La vicenda prende luogo nel periodo successivo alla seconda guerra mondiale a seguito della
liberazione dell’Italia dal regime fascista di Benito Mussolini e la storia viene ambientata nelle
langhe torinesi, con precisione a santo Stefano Belbo, luogo di infanzia del nostro protagonista.
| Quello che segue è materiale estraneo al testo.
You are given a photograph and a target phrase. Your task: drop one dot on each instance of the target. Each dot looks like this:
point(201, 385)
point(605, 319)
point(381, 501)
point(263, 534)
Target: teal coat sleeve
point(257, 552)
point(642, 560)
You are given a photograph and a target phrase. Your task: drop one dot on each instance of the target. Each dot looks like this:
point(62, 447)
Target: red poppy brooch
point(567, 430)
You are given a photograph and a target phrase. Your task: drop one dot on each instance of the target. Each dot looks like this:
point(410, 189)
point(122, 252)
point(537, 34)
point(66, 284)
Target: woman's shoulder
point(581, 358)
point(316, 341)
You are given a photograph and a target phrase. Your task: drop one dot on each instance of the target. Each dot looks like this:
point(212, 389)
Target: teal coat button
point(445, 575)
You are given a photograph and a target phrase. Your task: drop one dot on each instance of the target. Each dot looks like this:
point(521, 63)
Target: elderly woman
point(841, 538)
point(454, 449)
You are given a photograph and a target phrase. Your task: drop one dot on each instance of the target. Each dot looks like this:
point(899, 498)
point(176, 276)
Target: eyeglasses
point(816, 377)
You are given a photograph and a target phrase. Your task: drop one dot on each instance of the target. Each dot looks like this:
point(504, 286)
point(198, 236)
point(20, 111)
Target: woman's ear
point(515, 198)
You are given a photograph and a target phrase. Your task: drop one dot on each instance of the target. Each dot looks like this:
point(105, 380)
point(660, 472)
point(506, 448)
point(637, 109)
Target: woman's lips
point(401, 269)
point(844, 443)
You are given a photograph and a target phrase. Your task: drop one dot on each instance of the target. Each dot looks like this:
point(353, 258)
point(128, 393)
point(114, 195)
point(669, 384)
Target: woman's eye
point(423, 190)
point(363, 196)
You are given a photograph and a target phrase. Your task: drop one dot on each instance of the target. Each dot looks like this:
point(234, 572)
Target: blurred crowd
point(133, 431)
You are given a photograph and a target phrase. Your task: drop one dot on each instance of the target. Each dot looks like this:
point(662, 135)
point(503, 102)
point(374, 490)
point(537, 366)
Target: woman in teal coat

Il romanzo è narrato in prima persona ed è quindi presente la figura di un narratore interno,
mentre per quanto riguarda la focalizzazione è interna poiché è riportato solamente il punto di
vista del protagonista. Per quanto concerne la fabula e l’intreccio non coincidono poiché come già
detto in precedenza la narrazione si basa per di più sui numerosi flash-back. La scrittura che
pavese decide di adoperare si alterna fra una scrittura colta al dialogo di paese con termini gergali
tipici delle langhe torinesi.
Ciò che più mi ha colpita di questo libro e in generale di questo autore del quale non avevo mai
letto nulla prima è la sua capacità di farti appassionare ad ogni singolo personaggio e di farti
seguire le loro vicissitudini quasi come se il lettore si trovasse all’interno del libro. Nonostante la
scrittura può a volte risultare più complessa rimane comunque un libro molto scorrevole e
assolutamente godibile grazie anche ai termini dialettali che compensano in maniera egregia i
momenti più elevati a livello di scrittura.